There are some clear benefits to a program that can follow students wherever they may be. An audience member observed that among the millions of Ukranian refugees in Poland are hundreds of thousands students who are now in Polish schools, able to continue their education in their own language thanks in part to Learning Passport.

The presentation also showed a video of Myanmar refugees in a school in Bangladesh, learning in their native tongue. And all three government officials touted the program’s usefulness for teacher training, which helps build capacity.

The big Learning Passport innovation has been to make digitized education available in places that have no internet connectivity (a piece of tech that made Time’s list of Best Innovations of 2021). They key appears to be a small server loaded with the appropriate education library—essentially cyber school in a digital box. That’s a critical feature for a nation like Zimbabwe, where internet access is still spotty at best.

There are some limitations with this sort of program. An attendee at the presentation pointed out that it is a huge obstacle for students not to be taught in their first language. In Laos, only about 52% of the population speaks the official language as their first language, and there are over 80 minority languages; that makes Learning Passport a tough fit for that nation, and it makes the goal of not leaving anyone behind a challenge.

A cyber-schooling program is only as good as the materials that are digitized. The website comment is a broad and vague:

The platform serves local, contextualized content as well as global supplementary resources to support learners and improve learning outcomes. We are currently collating a library of Open Educational Resources (OERs) and content donations by leading private companies to offer a variety of supplementary content for localisation and use by implementing offices.

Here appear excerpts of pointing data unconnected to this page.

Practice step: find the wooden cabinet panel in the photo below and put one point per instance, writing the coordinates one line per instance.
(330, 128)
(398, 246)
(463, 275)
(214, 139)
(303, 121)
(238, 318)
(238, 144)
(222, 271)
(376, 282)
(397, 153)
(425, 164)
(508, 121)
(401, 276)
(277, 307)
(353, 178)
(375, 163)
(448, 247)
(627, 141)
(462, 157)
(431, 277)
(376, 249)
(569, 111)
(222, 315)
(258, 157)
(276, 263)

An attendee asked questions that spoke to the quality of the program. How does it insure that refugees will be able to rejoin their schools when they return home? Who is making sure that the materials are good quality? The presenters didn’t really answer the question. They emphasized that literacy is key and a “common framework;” that curriculum framework was developed in partnership with Cambridge University

Portions of the presentation emphasized how students find the use of computers, tablets, and digitized materials very interesting, but here in the U.S. virtual schooling has not been very successful. However, Learning Passport seems aimed at contexts in which there are few better alternatives.

A cynic might note that with this program Microsoft opens a market for computers and software worth billions and billions of dollars. But Learning Passport also gets education to students who might otherwise have been neglected and unserved. The program’s goal is summarized in one of Cambridge’s research reports as “to improve the quality of education for children who, for whatever reason, are unable to access national education systems satisfactorily, either temporarily or permanently.”

It’s a 21st century solution to an age-old problem, and the program plans to move further and faster.